Like most of us, Doris Grumbach has lived her life surrounded by others. Then last year, faced with a rare opportunity to experiment with solitude, she decided to live in her coastal Maine home, rarely speaking to anyone for fifty days. The result is a beautiful meditation about what it means to write, to be alone, and to come to terms with mortality. Overcoming initial loneliness and fears about what she might find out about herself in the absence of company, Grumbach begins to discover an interior voice focused on "inconsequential things," the things she had overlooked in her hunger for what she had once before considered important. With the writing of D. M. Thomas, Paul Auster, and others, and the paintings of Edward Hopper, Francis Bacon, and Pablo Picasso to guide her self-discovery, Grumbach returns to her inner self and the source of her creativity.

FROM THE CRITICS

Publishers Weekly

This quiet, elegantly written memoir by critic, novelist and essayist Grumbach ( Coming into the End Zone ) sensitively depicts the mingled pleasure and privation of turning one's back on the world.

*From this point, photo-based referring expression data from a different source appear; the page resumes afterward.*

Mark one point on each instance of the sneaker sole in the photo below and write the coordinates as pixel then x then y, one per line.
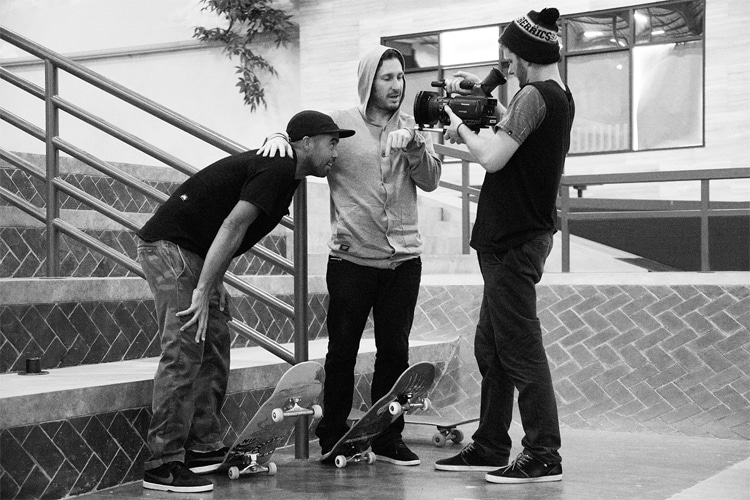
pixel 177 489
pixel 382 458
pixel 522 480
pixel 467 468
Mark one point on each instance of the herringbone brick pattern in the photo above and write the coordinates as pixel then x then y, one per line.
pixel 666 359
pixel 71 334
pixel 76 456
pixel 23 249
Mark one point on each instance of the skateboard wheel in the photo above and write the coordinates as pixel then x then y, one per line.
pixel 234 473
pixel 395 408
pixel 317 411
pixel 458 436
pixel 438 440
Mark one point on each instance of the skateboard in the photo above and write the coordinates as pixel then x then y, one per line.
pixel 273 423
pixel 447 430
pixel 407 393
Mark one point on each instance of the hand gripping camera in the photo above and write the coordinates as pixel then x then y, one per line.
pixel 476 110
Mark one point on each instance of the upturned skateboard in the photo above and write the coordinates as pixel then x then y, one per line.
pixel 446 429
pixel 296 394
pixel 407 393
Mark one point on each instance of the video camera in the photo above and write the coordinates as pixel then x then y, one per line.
pixel 476 110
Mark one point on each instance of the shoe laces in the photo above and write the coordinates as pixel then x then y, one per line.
pixel 521 460
pixel 181 470
pixel 469 448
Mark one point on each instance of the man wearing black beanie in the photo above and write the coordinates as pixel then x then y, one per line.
pixel 516 218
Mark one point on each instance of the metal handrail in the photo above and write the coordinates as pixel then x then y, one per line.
pixel 577 181
pixel 54 103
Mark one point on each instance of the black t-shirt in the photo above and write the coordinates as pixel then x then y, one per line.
pixel 193 214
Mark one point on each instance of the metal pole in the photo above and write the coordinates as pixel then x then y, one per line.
pixel 301 348
pixel 705 193
pixel 564 227
pixel 52 164
pixel 465 208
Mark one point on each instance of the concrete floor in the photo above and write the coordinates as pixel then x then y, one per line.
pixel 596 464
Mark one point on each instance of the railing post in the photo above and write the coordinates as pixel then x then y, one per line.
pixel 52 164
pixel 465 208
pixel 301 351
pixel 564 227
pixel 705 193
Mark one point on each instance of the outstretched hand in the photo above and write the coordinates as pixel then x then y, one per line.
pixel 398 139
pixel 199 310
pixel 453 85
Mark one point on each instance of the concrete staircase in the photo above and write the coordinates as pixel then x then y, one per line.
pixel 629 350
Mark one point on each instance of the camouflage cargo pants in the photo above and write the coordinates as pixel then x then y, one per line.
pixel 191 381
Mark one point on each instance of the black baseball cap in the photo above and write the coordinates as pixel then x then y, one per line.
pixel 310 123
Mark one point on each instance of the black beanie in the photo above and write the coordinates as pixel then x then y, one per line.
pixel 533 37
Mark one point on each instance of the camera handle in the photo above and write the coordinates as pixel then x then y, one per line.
pixel 484 88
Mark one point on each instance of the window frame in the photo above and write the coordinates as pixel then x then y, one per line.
pixel 632 43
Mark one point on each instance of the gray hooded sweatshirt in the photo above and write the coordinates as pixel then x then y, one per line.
pixel 374 197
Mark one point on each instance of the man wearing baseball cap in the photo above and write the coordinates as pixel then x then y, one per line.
pixel 516 218
pixel 184 249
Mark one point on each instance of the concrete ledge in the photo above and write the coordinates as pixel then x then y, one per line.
pixel 71 392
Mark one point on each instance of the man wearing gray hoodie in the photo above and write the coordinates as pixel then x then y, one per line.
pixel 374 262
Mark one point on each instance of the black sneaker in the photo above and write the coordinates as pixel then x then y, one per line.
pixel 174 476
pixel 202 462
pixel 467 460
pixel 526 469
pixel 398 454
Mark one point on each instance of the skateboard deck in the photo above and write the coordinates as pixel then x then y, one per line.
pixel 296 394
pixel 407 393
pixel 446 429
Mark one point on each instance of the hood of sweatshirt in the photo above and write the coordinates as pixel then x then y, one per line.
pixel 368 66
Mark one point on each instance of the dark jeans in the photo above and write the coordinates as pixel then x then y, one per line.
pixel 354 291
pixel 191 381
pixel 510 354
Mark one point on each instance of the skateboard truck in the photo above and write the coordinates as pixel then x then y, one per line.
pixel 404 404
pixel 342 461
pixel 253 467
pixel 293 409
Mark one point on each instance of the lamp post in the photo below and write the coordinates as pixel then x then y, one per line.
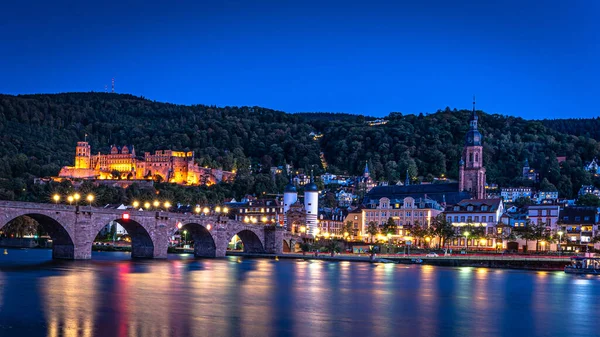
pixel 560 233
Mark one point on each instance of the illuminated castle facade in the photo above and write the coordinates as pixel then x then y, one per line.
pixel 122 163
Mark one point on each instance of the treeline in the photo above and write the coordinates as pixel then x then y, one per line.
pixel 39 133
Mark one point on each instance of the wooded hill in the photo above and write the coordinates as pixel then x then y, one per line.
pixel 39 133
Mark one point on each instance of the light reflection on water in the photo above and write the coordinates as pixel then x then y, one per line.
pixel 110 296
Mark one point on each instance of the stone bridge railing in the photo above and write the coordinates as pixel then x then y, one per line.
pixel 74 228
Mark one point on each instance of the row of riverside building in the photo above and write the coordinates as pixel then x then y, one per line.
pixel 463 204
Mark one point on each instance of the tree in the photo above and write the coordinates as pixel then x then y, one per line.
pixel 372 229
pixel 348 227
pixel 526 233
pixel 443 229
pixel 547 186
pixel 522 202
pixel 390 227
pixel 114 174
pixel 588 200
pixel 419 232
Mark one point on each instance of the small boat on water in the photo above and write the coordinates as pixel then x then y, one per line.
pixel 583 266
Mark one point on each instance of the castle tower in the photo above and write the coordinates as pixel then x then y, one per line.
pixel 83 155
pixel 311 205
pixel 471 171
pixel 290 196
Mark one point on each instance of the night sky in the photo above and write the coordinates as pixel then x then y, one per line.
pixel 535 59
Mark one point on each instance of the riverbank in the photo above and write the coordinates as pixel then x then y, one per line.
pixel 504 262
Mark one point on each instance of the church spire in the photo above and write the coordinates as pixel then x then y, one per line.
pixel 473 122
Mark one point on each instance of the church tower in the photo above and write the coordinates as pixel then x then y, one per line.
pixel 471 171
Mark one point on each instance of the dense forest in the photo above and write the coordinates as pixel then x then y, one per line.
pixel 39 133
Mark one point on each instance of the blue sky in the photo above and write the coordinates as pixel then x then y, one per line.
pixel 535 59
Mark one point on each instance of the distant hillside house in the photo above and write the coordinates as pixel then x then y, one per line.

In the winter of 1993, with her companion away on a book-buying trip, the author decided ``to attempt a trial return to the core of myself, staying absolutely alone'' in their house in Sargentville, Maine. She shut off the phone and didn't watch television; although she went into town to collect her mail and attend church, Grumbach avoided speaking with the postmistress and fellow parishioners. Music and books were her only companions as she observed the natural world outside and wrestled with her own work indoors. It was a tranquil yet often somber experience: ``My mail,'' she notes, ``contained an inordinate amount of bad news,'' particularly about friends whose deaths prompted thoughts of her own mortality. In the book's most moving passages, she recalls a young dancer's slow demise from AIDS and the suicide of a writing student, the latter a chilling account of Grumbach's inability to help a tortured man who felt utterly alone. The author does not pretend to offer big revelations here, merely the intimate story of one woman's immersion in ``the universal solitude in which we all have lived, try as we might to escape it.'' 20,000 first printing; author tour. (Sept.)